Lies About Poverty: Once You Make it Out, It’s Over

Lucinda Gunnin
4 min readMar 29, 2022

When you grow up in poverty, there are a lot of things you don’t get that middle class America thinks of as normal. Some are things like vacations. Some are less important when you’re a child, but have a much more lasting impact.

I’ve been talking a lot lately with other friends who lived in poverty for some or all of their lives. We’ve all come to the conclusion that one of the worst things about poverty is how it lingers. Things other people take for granted are not things you are accustomed to.

So let’s talk about some poverty realities that linger well past the time when your bank account looks healthier.

Poor Eating Habits

When you grow up in poverty, two things are usually true about food: there isn’t enough of it and what you have isn’t good for you.

The other day I was talking to friends about a time when I was nine that my stepfather had a long-term layoff from the mine where he worked. It was fall, so my mother bought a huge bag of flour and 100 pounds each of pinto beans and potatoes. I think there may have also been some huge cans of lard or shortening, but I was nine so I don’t remember all the details.

As a kid, I sort of loved fried potatoes and I remember loving that instead of having white bread from the store my mom was baking bread or biscuits every day. And we spent most of that winter living on those commodities. We may have gotten a few other things from food pantries or food stamps, though neither were particularly plentiful in the early 1980s.

Looking at it now, there are so many things wrong with that diet I can’t enumerate them all, but mostly it was high carb and high fat with beans as the only source of protein and almost no vegetables or fruits.
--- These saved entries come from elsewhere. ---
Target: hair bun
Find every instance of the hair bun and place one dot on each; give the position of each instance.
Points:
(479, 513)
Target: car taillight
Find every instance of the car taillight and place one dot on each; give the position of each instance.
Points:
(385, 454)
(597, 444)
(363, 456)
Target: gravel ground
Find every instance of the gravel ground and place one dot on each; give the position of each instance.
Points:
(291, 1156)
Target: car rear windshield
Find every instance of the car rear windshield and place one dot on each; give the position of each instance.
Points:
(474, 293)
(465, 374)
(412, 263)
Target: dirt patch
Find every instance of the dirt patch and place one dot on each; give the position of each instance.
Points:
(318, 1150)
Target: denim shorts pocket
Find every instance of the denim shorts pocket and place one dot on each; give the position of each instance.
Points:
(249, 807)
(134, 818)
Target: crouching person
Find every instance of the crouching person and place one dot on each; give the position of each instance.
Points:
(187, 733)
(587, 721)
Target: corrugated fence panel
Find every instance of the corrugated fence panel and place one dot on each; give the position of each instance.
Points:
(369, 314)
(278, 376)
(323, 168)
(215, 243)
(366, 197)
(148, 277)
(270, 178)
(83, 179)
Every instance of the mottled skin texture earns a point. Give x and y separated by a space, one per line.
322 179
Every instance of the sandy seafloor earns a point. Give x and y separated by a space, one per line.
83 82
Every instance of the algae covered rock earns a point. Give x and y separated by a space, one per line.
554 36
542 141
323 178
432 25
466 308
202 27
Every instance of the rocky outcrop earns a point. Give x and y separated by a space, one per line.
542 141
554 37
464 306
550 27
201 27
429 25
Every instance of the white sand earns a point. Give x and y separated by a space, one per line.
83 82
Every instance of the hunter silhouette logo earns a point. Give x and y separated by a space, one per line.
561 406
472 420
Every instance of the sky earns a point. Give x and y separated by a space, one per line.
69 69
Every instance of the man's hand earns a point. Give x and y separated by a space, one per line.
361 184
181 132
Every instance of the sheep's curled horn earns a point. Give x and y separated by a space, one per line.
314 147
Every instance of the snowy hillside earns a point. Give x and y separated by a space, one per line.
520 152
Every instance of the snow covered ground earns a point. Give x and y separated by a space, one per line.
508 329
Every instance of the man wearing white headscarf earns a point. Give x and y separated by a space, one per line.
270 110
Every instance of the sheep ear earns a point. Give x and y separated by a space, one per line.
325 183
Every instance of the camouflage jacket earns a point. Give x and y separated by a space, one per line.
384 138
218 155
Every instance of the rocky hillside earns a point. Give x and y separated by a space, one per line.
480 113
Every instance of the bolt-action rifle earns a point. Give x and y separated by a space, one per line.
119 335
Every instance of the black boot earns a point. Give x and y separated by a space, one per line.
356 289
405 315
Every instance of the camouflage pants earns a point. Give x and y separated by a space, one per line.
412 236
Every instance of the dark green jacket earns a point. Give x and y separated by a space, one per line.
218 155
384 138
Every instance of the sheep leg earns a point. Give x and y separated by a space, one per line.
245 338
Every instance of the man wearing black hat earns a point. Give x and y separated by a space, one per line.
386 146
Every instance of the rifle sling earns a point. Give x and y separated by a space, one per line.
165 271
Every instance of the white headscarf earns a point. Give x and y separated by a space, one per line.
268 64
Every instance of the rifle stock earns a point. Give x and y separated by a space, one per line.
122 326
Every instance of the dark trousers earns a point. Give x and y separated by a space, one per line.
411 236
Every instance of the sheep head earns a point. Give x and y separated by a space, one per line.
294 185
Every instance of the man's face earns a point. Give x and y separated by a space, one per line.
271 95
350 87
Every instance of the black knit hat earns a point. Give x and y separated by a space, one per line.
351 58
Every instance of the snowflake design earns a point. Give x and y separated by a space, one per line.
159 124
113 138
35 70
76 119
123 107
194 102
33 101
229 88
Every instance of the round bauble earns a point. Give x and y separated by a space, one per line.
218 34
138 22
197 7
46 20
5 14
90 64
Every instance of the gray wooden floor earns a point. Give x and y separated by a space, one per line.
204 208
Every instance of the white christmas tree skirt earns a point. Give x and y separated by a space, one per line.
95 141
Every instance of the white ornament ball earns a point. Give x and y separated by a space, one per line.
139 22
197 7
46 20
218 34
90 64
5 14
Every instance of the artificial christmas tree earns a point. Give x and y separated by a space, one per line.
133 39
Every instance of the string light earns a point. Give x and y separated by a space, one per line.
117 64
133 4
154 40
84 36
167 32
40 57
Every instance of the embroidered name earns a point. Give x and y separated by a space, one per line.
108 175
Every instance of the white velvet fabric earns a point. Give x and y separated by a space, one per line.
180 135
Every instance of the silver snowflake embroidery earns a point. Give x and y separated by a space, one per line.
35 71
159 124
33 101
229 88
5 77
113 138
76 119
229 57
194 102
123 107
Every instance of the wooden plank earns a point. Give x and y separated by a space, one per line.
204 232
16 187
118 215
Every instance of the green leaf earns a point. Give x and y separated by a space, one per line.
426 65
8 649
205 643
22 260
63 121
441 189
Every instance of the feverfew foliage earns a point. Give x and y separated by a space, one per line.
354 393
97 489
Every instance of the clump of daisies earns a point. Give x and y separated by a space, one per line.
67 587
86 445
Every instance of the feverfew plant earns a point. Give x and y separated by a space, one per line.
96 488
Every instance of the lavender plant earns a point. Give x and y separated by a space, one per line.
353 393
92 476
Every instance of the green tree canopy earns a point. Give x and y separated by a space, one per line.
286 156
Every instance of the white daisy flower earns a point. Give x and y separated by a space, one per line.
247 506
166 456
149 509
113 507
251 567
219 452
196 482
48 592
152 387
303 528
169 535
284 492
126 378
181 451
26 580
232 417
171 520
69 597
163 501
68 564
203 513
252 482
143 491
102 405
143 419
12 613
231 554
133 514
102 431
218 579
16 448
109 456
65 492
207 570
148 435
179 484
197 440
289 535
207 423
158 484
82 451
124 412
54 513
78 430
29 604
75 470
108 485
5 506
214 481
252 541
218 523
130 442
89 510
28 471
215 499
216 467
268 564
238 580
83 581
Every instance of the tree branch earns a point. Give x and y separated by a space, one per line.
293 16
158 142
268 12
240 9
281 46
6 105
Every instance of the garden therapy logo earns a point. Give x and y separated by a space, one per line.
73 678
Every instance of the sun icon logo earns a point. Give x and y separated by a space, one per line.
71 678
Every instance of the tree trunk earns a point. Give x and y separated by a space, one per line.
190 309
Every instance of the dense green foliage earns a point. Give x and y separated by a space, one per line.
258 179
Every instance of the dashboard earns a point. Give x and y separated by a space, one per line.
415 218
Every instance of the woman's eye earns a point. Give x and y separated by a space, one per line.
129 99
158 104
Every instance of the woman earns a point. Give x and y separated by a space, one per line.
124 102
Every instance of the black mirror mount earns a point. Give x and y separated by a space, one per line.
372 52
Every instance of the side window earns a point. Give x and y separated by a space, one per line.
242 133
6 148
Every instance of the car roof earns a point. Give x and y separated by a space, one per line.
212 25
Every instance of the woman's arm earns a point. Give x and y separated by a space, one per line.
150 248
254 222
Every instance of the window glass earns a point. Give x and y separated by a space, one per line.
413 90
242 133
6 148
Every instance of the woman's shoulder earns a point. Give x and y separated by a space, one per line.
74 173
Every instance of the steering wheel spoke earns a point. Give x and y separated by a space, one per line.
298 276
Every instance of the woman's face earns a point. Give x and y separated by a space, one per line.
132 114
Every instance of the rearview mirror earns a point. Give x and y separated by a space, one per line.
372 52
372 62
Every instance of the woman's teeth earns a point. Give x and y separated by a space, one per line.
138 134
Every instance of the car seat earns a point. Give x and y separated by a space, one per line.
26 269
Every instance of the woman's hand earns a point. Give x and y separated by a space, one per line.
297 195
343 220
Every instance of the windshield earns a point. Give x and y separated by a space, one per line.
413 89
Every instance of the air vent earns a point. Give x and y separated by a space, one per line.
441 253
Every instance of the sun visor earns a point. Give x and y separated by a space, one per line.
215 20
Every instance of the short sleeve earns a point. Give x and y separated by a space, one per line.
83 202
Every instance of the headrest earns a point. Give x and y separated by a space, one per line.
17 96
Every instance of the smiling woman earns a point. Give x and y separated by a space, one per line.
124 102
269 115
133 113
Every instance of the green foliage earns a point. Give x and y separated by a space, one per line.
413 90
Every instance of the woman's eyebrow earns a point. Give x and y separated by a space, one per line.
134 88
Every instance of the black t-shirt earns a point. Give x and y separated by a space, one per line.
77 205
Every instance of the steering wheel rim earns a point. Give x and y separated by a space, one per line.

Certainly not the type of nutrition that growing children needed.

In 2016, 12.7 percent of Americans, or more than 40 million people including 18 million children lived in poverty. Meals like my mother planned would actually be considered a blessing to many of those people. But the reality is that it taught us horrible lessons about food and led many to be both malnourished and obese.

The lingering problems for childhood food insecurity include everything from chronic health issues to eating disorders. According to the American Heart Association, there is more cardiovascular disease and higher overall death rates among those reporting food insecurity.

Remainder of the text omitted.